REMARKS AT THE PERFORMANCE OF VIENTO TEATRO AT THE SMITHSONIAN’S NATIONAL MUSEUM OF THE AMERICAN INDIAN
I am pleased to be here today for the performance of this extraordinary Colombian group in such a magnificent and inspiring museum, one which honors the achievements, wisdom and arts of our ancestors. On behalf of the Colombian embassy, I would like to thank the Smithsonian Institution for co-sponsoring this event. I appreciate the efforts of everyone who worked with us to bring this group to Washington.
In addition to the beauty of the music and dance they bring us, Viento Teatro offers us the opportunity to experience elements of indigenous oral traditions, myths and rituals, and share these with a broad audience. This cultural exchange reminds us that the close relationship between the United State and Colombia encompasses not only political and economic issues, but also cultural and social dimensions that bring us together as people with a shared history.
The performance you will see today is a result of a long process of artistic research by members of Viento Teatro and their collaboration with indigenous colleagues. It is both a creation and a rediscovery. It addresses Colombian indigenous heritage, but goes beyond it to express the very definition of the rich Colombian spirit.
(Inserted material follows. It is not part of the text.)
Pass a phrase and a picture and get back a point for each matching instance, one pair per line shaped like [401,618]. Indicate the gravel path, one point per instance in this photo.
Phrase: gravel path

Colombia is one of the most ethnically diverse countries in the Americas. We are home to about 85 different ethnic groups, creating a true melting pot of European, Afro-Caribbean and indigenous communities. We greatly respect this wealth of diversity. It gives us both strength and unity as a people, as well as a rich and proud cultural heritage.
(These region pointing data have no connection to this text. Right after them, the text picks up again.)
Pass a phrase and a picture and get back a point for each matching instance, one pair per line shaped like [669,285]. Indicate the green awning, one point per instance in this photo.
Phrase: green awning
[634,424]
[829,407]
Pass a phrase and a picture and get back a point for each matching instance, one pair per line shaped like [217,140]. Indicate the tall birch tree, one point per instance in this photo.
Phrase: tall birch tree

Across this great mall, at the Smithsonian’s National Museum of Natural History, a beautiful exhibit of ancient Colombian gold and copper artifacts is currently on display. This exhibit, entitled “The Spirit of Ancient Colombian Gold,” showcases the artistry of the earliest Colombians and their cultural traditions – some pieces date back to 2,500 B.C. It is on loan from the renown Museo del Oro in Bogotá.
While art sustains our spirits, Colombians and Americans are on the political front working together every day to advance peace and development in Colombia. I would like to thank the American people for their continued support and involvement in my country. I feel strong pride for the commitment of both of our nations to promote peace, democracy and cultural exchange throughout the hemisphere.
Geography and history have made Colombia and the United States neighbors. But it is our shared values – our mutual love of democracy, freedom and opportunity for all our citizens – that makes us friends.
The arts are deeply rooted in Colombian culture. I am pleased to share with U.S. audiences this artistic endeavor that sheds light on the strength of the performing arts tradition in my country. You will experience here today a fine example of how our diverse Colombian arts community is thriving and eager to communicate with the world.